Diversification Opportunities for GM and UOB Kay
Very good diversification
The 3 months correlation between GM and UOB is -0.39. Overlapping area represents the amount of risk that can be diversified away by holding General Motors and UOB Kay Hian in the same portfolio, assuming nothing else is changed. The correlation between historical prices or returns on UOB Kay Hian and GM is a relative statistical measure of the degree to which these equity instruments tend to move together. The correlation coefficient measures the extent to which returns on General Motors are associated (or correlated) with UOB Kay. Values of the correlation coefficient range from -1 to +1, where. The correlation of zero (0) is possible when the price movement of UOB Kay Hian has no effect on the direction of GM i.e., GM and UOB Kay go up and down completely randomly.
Pair Corralation between GM and UOB Kay
Allowing for the 90-day total investment horizon General Motors is expected to under-perform the UOB Kay. In addition to that, GM is 1.22 times more volatile than UOB Kay Hian. It trades about -0.31 of its total potential returns per unit of risk. UOB Kay Hian is currently generating about 0.01 per unit of volatility. If you would invest 530.00 in UOB Kay Hian on September 25, 2024 and sell it today you would earn a total of 0.00 from holding UOB Kay Hian or generate 0.0% return on investment over 90 days.

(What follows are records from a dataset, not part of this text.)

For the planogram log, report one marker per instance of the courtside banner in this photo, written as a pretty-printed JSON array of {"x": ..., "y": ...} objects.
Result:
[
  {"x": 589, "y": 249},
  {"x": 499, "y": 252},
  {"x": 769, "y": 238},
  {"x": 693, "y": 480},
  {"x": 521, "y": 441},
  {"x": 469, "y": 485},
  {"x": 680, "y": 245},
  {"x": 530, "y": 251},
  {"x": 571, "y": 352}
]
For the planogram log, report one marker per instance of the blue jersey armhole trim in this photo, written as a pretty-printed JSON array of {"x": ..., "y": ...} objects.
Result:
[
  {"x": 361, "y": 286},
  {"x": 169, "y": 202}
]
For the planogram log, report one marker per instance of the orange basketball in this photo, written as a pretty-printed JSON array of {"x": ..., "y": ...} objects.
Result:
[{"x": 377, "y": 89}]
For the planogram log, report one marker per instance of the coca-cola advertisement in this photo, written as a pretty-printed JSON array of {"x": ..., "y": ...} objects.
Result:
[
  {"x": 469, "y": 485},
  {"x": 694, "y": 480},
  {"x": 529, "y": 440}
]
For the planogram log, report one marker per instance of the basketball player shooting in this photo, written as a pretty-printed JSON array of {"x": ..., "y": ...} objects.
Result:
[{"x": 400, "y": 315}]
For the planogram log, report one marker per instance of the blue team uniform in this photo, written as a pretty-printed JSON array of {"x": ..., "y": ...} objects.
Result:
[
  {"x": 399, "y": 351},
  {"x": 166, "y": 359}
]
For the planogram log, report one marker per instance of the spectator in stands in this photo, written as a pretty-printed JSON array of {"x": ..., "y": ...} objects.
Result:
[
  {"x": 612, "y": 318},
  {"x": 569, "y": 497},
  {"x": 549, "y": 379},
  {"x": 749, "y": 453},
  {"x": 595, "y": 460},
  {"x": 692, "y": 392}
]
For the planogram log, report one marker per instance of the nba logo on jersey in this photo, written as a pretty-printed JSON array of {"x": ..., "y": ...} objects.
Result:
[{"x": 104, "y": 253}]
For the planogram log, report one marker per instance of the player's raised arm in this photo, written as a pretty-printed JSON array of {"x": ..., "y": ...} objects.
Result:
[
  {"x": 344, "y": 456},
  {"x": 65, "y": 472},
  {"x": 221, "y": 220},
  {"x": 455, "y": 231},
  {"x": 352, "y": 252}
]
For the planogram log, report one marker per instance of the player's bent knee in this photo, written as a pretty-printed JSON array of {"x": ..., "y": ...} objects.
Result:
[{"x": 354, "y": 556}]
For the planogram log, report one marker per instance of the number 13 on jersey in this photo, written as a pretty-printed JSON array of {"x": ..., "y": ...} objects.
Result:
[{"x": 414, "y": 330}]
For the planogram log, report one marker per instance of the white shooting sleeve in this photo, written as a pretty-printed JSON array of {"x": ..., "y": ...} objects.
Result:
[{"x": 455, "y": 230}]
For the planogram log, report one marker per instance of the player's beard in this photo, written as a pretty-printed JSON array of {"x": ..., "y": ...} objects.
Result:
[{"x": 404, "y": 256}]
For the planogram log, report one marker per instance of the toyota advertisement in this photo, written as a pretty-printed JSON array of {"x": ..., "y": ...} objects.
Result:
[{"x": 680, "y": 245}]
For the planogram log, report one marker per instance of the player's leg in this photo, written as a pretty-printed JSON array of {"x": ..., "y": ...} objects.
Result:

Time Period | 3 Months [change] |
Direction | Moves Against |
Strength | Insignificant |
Accuracy | 95.0% |
Values | Daily Returns |
General Motors vs. UOB Kay Hian
Performance |
Timeline |
General Motors |
UOB Kay Hian |
GM and UOB Kay Volatility Contrast
Predicted Return Density |
Returns |
Pair Trading with GM and UOB Kay
The main advantage of trading using opposite GM and UOB Kay positions is that it hedges away some unsystematic risk. Because of two separate transactions, even if GM position performs unexpectedly, UOB Kay can make up some of the losses. Pair trading also minimizes risk from directional movements in the market. For example, if an entire industry or sector drops because of unexpected headlines, the short position in UOB Kay will offset losses from the drop in UOB Kay's long position.The idea behind General Motors and UOB Kay Hian pairs trading is to make the combined position market-neutral, meaning the overall market's direction will not affect its win or loss (or potential downside or upside). This can be achieved by designing a pairs trade with two highly correlated stocks or equities that operate in a similar space or sector, making it possible to obtain profits through simple and relatively low-risk investment.UOB Kay vs. Trinity Watthana Public | UOB Kay vs. KGI Securities Public | UOB Kay vs. Asia Plus Group | UOB Kay vs. Thitikorn Public |
Check out your portfolio center.Note that this page's information should be used as a complementary analysis to find the right mix of equity instruments to add to your existing portfolios or create a brand new portfolio. You can also try the AI Portfolio Architect module to use AI to generate optimal portfolios and find profitable investment opportunities.